Python Forum

Full Version: Convert Scanned PDF to Searchable PDF
You're currently viewing a stripped down version of our content. View the full version with proper formatting.
I'm making software in python and I need to convert a scanned pdf into a digital pdf that is searchable. Using OCRMyPDF module, but the process is very time consuming for large PDFs, as well as consuming a lot of memory and crash or program. I'm running on Windows. Does anyone know of another module or tips I can use?
Is the scanned PDF available on net in digital format? if so, you could avoid a lot of grief.
OCR is slow by default, understandably if you think of what it has to accomplish.
It will also try to convert and writing or marks that were on the scanned document.
Maybe pytesseract helps. It can also do OCR on pdf documents.

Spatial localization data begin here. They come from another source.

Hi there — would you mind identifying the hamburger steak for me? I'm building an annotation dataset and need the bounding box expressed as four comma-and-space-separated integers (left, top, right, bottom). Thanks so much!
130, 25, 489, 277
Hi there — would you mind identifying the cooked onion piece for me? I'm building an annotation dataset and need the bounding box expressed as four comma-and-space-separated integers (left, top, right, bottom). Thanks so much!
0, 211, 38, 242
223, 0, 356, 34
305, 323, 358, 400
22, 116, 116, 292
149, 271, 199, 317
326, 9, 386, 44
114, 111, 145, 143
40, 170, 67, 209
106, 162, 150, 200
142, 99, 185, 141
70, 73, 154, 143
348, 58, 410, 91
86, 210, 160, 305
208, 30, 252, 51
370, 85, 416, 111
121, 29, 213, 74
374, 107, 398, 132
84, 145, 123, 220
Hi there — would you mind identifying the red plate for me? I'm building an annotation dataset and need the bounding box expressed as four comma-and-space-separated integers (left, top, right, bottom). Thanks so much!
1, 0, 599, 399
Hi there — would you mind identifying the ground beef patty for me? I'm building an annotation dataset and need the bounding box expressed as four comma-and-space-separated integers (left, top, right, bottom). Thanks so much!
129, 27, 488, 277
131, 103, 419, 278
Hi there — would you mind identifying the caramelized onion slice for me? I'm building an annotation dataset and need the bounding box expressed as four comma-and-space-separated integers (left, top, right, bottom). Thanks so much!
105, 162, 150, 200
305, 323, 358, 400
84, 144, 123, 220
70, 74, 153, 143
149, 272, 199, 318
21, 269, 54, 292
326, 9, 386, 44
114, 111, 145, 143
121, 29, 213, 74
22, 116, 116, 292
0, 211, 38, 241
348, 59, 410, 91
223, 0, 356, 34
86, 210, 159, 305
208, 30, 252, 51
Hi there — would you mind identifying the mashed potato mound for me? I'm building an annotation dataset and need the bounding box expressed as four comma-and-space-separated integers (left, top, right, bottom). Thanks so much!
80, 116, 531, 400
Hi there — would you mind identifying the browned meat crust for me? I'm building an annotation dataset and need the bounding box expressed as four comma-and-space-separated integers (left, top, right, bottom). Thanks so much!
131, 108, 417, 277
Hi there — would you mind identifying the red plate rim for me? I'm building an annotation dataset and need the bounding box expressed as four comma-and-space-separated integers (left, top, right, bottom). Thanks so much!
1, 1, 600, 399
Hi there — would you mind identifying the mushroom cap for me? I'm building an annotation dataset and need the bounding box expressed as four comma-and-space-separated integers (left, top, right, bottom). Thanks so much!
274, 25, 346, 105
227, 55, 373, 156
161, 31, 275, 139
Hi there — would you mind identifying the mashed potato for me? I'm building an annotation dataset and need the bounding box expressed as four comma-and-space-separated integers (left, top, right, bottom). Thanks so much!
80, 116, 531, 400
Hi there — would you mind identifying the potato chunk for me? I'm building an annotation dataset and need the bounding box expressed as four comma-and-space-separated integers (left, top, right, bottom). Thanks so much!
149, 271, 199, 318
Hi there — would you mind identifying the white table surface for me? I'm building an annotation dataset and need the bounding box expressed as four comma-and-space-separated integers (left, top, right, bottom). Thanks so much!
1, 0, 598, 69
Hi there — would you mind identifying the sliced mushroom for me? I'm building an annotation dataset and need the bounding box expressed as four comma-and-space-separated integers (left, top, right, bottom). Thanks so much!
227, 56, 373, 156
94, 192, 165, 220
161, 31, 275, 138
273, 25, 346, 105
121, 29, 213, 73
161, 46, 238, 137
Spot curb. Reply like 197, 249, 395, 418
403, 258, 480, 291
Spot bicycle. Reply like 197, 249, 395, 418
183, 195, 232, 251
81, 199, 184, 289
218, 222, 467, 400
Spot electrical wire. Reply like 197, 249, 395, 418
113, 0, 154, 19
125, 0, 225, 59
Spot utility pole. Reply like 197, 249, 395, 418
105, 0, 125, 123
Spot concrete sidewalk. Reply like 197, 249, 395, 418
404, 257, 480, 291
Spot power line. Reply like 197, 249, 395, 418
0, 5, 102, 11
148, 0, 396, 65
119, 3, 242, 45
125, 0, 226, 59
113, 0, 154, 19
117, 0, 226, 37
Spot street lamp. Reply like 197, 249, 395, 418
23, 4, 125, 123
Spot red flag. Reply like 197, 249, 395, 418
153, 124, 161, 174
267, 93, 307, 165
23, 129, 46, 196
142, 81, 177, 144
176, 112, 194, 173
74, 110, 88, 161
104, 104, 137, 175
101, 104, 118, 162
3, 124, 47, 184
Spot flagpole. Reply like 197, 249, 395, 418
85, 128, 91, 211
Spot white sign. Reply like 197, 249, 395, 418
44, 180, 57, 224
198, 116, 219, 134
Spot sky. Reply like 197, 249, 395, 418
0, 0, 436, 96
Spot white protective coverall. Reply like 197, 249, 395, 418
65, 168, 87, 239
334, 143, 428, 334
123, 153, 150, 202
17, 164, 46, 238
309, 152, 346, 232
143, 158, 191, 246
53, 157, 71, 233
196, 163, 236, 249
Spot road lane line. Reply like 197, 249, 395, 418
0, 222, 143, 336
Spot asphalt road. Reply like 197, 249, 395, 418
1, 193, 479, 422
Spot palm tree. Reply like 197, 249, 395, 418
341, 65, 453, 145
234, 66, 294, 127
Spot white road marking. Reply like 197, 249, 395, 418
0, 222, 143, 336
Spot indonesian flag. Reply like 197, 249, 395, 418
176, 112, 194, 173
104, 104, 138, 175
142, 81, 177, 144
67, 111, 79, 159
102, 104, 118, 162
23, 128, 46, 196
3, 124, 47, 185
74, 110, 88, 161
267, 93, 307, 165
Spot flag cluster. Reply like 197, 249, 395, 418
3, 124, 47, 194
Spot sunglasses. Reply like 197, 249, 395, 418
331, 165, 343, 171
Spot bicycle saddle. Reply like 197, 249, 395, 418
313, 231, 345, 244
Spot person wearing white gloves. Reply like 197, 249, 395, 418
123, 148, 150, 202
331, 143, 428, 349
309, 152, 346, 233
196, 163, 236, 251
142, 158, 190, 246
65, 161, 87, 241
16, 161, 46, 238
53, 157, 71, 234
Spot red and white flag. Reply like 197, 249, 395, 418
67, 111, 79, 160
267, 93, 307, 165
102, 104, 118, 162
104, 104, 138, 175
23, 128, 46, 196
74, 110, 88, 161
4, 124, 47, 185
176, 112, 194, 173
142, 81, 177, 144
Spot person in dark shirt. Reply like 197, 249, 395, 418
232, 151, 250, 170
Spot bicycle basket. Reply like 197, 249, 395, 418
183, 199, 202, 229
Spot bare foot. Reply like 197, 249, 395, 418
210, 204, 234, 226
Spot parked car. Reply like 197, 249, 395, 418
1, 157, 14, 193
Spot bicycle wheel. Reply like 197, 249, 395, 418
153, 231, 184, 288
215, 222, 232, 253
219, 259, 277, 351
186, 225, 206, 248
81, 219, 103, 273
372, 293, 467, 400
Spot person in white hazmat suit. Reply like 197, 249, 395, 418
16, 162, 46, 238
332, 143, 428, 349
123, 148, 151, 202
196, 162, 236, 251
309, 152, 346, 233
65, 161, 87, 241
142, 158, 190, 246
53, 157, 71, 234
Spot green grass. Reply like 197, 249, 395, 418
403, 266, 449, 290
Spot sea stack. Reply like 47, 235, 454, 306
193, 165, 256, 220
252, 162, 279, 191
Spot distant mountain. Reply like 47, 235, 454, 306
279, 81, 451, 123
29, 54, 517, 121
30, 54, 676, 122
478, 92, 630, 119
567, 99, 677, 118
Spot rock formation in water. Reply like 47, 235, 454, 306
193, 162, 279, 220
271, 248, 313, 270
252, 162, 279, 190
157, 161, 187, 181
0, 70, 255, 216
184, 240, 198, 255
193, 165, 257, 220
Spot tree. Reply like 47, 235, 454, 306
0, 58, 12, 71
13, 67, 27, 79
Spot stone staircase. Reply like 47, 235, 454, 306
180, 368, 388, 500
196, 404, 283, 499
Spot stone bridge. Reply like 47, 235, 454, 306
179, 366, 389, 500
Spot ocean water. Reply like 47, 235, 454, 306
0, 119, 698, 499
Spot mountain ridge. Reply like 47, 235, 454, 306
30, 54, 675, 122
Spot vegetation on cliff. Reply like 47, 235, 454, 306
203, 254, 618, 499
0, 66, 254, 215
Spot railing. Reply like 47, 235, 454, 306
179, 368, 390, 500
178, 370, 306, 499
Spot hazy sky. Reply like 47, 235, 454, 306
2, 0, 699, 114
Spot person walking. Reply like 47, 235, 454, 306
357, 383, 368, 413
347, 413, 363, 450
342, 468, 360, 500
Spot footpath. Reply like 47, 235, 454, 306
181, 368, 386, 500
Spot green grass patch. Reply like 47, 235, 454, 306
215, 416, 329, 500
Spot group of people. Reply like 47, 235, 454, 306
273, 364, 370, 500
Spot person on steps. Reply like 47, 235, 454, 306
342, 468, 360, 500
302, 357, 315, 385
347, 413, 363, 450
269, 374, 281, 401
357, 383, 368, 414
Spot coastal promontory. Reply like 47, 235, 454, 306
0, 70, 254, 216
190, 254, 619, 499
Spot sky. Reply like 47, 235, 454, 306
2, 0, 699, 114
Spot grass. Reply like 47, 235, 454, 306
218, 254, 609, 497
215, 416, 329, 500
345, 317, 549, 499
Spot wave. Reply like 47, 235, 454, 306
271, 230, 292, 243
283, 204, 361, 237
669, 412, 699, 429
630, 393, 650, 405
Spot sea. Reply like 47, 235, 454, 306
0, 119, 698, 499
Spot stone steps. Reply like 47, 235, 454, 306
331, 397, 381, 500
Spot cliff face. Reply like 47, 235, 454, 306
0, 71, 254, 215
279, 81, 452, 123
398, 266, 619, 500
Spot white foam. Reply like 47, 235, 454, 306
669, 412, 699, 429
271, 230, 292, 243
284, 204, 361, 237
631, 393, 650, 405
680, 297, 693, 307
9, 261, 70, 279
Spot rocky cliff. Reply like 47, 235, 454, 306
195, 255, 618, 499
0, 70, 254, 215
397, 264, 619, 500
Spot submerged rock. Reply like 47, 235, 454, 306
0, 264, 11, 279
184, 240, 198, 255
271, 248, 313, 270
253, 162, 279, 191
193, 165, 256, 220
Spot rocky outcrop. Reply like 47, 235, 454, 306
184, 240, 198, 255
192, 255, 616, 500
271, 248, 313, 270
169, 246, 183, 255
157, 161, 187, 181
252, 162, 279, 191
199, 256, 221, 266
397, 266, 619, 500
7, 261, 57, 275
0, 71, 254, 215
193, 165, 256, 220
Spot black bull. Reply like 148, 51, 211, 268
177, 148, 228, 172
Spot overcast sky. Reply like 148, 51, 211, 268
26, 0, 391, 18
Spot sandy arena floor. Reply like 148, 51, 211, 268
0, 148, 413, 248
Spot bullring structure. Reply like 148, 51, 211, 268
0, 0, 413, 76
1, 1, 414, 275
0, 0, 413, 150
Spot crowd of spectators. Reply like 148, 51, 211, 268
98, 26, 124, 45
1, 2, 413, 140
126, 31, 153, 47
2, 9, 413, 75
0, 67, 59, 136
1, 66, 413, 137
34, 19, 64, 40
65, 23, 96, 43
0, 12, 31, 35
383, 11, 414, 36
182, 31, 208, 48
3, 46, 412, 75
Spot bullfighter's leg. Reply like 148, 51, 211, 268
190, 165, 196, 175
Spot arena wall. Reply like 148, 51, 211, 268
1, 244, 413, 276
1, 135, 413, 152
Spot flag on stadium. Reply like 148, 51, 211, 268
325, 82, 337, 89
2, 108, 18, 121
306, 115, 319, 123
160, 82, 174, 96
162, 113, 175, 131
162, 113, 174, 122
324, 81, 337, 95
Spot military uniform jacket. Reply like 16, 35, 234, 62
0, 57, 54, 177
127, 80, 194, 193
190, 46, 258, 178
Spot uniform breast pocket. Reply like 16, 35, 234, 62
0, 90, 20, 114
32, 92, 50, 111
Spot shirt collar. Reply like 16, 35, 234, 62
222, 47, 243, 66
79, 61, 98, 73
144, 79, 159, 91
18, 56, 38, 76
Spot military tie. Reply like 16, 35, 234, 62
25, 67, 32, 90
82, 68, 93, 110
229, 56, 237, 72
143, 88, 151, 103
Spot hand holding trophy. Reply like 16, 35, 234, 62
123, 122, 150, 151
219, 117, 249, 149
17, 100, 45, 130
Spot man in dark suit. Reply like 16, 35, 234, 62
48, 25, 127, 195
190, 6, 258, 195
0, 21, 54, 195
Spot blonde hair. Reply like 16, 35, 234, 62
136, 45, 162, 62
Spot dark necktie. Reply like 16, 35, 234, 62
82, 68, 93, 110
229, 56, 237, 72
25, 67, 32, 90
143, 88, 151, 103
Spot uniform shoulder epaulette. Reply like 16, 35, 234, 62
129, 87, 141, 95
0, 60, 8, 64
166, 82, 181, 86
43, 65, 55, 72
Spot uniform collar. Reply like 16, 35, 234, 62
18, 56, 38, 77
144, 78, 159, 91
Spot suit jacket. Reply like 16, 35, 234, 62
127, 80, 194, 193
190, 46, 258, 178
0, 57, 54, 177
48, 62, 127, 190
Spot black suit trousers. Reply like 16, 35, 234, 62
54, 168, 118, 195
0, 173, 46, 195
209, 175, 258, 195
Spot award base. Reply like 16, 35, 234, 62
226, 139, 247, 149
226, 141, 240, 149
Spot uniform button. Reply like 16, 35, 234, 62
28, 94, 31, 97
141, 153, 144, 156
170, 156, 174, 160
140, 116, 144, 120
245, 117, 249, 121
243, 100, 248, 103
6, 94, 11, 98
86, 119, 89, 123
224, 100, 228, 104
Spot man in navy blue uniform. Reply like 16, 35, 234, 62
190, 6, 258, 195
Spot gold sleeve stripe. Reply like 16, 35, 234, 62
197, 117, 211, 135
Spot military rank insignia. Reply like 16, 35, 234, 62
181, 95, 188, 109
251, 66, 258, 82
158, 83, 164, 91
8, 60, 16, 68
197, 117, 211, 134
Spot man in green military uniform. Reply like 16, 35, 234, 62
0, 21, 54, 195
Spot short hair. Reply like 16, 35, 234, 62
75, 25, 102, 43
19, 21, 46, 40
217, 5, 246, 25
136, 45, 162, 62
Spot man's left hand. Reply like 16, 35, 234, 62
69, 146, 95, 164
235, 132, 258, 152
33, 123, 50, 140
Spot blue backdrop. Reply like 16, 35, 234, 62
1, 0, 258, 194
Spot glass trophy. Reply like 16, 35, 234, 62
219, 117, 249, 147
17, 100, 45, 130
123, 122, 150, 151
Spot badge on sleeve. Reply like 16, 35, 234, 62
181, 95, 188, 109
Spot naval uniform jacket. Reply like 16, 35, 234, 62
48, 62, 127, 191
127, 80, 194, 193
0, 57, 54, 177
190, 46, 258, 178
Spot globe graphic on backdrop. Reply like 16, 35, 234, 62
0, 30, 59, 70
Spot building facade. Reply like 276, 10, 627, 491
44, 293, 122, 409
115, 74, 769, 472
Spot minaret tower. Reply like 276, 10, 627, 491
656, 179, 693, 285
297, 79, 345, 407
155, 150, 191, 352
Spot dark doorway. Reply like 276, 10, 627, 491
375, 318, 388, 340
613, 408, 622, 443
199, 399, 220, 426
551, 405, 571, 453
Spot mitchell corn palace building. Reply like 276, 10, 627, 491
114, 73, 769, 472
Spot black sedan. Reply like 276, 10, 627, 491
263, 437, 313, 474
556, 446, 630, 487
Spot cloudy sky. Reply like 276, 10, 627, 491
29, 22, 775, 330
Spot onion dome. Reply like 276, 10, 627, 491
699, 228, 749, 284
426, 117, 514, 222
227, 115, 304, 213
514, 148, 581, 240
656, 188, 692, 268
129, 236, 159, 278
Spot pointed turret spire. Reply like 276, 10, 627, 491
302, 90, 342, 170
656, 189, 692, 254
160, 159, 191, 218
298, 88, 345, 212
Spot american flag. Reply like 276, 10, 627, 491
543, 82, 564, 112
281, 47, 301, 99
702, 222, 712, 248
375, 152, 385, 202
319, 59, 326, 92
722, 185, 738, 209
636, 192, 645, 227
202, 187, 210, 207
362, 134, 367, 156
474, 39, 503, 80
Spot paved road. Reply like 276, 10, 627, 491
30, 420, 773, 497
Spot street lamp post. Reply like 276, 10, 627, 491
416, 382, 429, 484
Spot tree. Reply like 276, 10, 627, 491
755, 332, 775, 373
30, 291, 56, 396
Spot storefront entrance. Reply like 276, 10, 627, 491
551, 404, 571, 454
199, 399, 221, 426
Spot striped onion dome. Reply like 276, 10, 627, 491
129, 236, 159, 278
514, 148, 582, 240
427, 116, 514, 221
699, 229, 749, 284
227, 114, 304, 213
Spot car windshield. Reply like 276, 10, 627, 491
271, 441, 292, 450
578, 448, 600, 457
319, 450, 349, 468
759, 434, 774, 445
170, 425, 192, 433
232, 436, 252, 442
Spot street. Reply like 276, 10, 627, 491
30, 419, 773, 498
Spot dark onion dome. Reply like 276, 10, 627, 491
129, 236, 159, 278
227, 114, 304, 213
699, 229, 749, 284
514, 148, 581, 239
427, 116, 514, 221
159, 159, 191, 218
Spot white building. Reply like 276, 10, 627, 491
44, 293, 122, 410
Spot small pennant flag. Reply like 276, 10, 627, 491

But don't expect a good result.

Edit: It does only output pdf-Docs, but does not read PDF :-/
Then you've to extract all pages from the pdf as images and apply pytesseract on this images.
In China we just send the book to a Taobao shop, they unbind your book, scan it, ocr it, rebind your book, (maybe slightly damaged), send you a text pdf via Baidu and your book by post.

You can do all this yourself, but it is a hassle. I don't have a duplex scanner, so I scan odd pages and even pages, then merge them, then ocr them.

Forget it! A 600+ page German grammar book cost me 60 Yuan, less than US$ 10, really not worth doing it yourself!